The ruling could mean that even if a company suffers an incident and the ICO finds the company was compliant from a GDPR/Data Protection Act 2018 standpoint, deems the company to have adequate controls in place around protecting its data, and doesn’t issue a fine, the company in question could still face personal claims or class action lawsuits – known as group litigation in the UK – from those affected by a breach.
“I think the reason that has caused shockwaves, especially for large corporates who probably think they're doing really well under GDPR compliance, is you can tick every GDPR box under the sun and still be found liable on the current judgement,” explains Hurst.
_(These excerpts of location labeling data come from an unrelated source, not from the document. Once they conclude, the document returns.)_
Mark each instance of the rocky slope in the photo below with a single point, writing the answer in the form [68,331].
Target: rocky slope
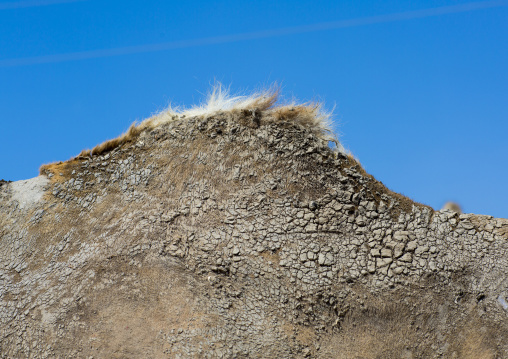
[231,235]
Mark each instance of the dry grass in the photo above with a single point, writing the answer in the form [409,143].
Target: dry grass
[259,108]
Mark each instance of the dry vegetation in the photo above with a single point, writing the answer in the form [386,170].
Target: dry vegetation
[259,108]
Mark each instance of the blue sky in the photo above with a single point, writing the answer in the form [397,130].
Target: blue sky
[420,88]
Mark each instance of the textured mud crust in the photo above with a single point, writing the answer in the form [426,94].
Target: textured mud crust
[230,235]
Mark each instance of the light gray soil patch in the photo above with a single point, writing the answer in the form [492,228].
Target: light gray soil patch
[28,192]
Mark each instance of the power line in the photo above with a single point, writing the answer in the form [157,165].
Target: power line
[214,40]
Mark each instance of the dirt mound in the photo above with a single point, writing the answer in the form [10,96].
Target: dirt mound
[230,235]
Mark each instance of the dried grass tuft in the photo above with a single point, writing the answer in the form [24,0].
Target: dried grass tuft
[261,104]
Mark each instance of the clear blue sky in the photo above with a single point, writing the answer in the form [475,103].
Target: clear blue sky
[420,88]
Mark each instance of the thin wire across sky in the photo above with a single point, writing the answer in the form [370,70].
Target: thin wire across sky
[262,34]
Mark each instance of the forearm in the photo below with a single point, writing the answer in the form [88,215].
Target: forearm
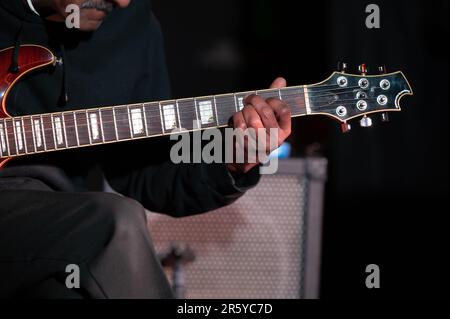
[183,189]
As a result, insider threats – employees who go rogue and steal or leak data for money, revenge, or negligence – suddenly become even more of a potential risk from a cost perspective than they were previously, whether data is leaked maliciously or merely unintentionally. Even the most GDPR-conscious company can now, in theory, be scuppered by an irate or careless employee whose job involves working near sensitive data and be left paying large compensation bills as a result.
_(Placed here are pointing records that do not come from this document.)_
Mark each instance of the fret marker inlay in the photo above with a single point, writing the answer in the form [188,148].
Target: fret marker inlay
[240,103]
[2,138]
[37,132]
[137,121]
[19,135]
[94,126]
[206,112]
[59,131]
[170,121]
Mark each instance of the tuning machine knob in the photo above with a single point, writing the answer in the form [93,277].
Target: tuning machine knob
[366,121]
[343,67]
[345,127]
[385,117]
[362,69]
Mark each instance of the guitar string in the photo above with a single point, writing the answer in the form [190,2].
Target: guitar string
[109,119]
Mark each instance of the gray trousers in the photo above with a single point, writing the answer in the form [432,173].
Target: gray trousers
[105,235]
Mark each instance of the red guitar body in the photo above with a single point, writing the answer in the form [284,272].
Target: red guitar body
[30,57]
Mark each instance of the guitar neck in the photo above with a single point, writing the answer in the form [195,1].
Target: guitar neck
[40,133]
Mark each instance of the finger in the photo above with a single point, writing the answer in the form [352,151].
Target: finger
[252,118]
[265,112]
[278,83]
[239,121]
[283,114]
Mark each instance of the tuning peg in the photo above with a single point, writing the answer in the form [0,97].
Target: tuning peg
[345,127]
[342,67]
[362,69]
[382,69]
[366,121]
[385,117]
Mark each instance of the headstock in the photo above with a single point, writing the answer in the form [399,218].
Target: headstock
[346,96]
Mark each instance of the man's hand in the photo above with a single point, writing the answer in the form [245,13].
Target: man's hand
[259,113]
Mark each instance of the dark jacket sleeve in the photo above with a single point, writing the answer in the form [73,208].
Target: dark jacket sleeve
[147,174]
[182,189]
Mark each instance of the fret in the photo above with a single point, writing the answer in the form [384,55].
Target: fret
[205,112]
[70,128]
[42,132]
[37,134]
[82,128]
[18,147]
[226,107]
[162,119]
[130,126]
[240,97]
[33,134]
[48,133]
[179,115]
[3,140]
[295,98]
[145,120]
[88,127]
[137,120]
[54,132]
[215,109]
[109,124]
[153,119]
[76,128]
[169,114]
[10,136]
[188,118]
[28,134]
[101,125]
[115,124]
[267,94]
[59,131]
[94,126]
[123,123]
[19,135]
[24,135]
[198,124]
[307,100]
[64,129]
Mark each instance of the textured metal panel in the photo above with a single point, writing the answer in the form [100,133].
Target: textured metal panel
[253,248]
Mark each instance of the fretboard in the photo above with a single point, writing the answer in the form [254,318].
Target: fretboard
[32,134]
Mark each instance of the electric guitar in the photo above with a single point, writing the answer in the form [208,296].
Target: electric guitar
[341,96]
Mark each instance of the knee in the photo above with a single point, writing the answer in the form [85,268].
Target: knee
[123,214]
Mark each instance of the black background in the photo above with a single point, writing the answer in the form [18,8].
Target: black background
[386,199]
If the Supreme Court does agree with previous rulings, the next stage is to decide what level of payout the 5,000 employees in the claim will be entitled to. Quite how costly this could be for Morrisons is yet to be seen. Hurst explains that the top end of payment claims under the previous Data Protection Act could go as high as £10,000-£12,000 per person. And while that is no small chunk of change for Morrisons to pay, it could set a precedent for payments to claimants in other data breaches involving insiders, even if the number of people affected reaches the hundreds of thousands or even millions. Given that Equifax is struggling to pay even the minimum $125 payout per person it owes in response to its data breach due to massive demand, a UK company in a similar position being required to pay thousands of pounds per head may find itself in serious difficulty.
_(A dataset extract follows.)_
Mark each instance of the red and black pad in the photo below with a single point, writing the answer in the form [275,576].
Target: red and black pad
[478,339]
The EU’s General Data Protection Regulation – and the UK implementation of this legislation, the Data Protection Act 2018 – give data subjects the right to compensation due to material and non-material damage as a result of infringement of this regulation, and group litigation claims are currently being run against BA, Marriott, and TicketMaster for data breaches that occurred in 2018, suggesting law firms won’t be shy about making claims on behalf of consumers if they smell an opportunity. While BA and Marriott have been fined by the UK data regulator, the ICO, for GDPR failings around their data breaches, no such ruling has been made against TicketMaster, highlighting the fact that law firms are happy to pursue litigation even without the kindling of a regulator’s rebuke.
You can’t contract yourself out of insider threat liability
Preparing for or attempting to mitigate such a potential scenario as the one Morrisons faces is difficult. A large number of companies are offering behavioral analytics solutions to try to provide insight into potential incidents, and policies such as disabling USB ports or restricting access to non-IT approved storage sites such as Dropbox, but there is no silver bullet to prevent this from either a technical controls perspective or a legal one.
“There is a degree to which you could attempt to put things in your employment contract to almost contract yourself out of liability for anything fraudulent or criminal,” explains Hurst, “but generally speaking that's not going to work.”
Along with robust employee training, Hurst recommends ensuring your cyber insurance policies are comprehensive to ensure companies are as covered as possible in the event a company is faced with litigation.
“It's largely unpredictable, and the ultimate backstop that you've got is your insurance policy, so review those. Look at the fact that liability is widening now in the UK, and potentially you're going to have these bigger claims coming in, so what's the limit? What's the upper level of coverage? And will it cover stuff done by employees who go rogue?”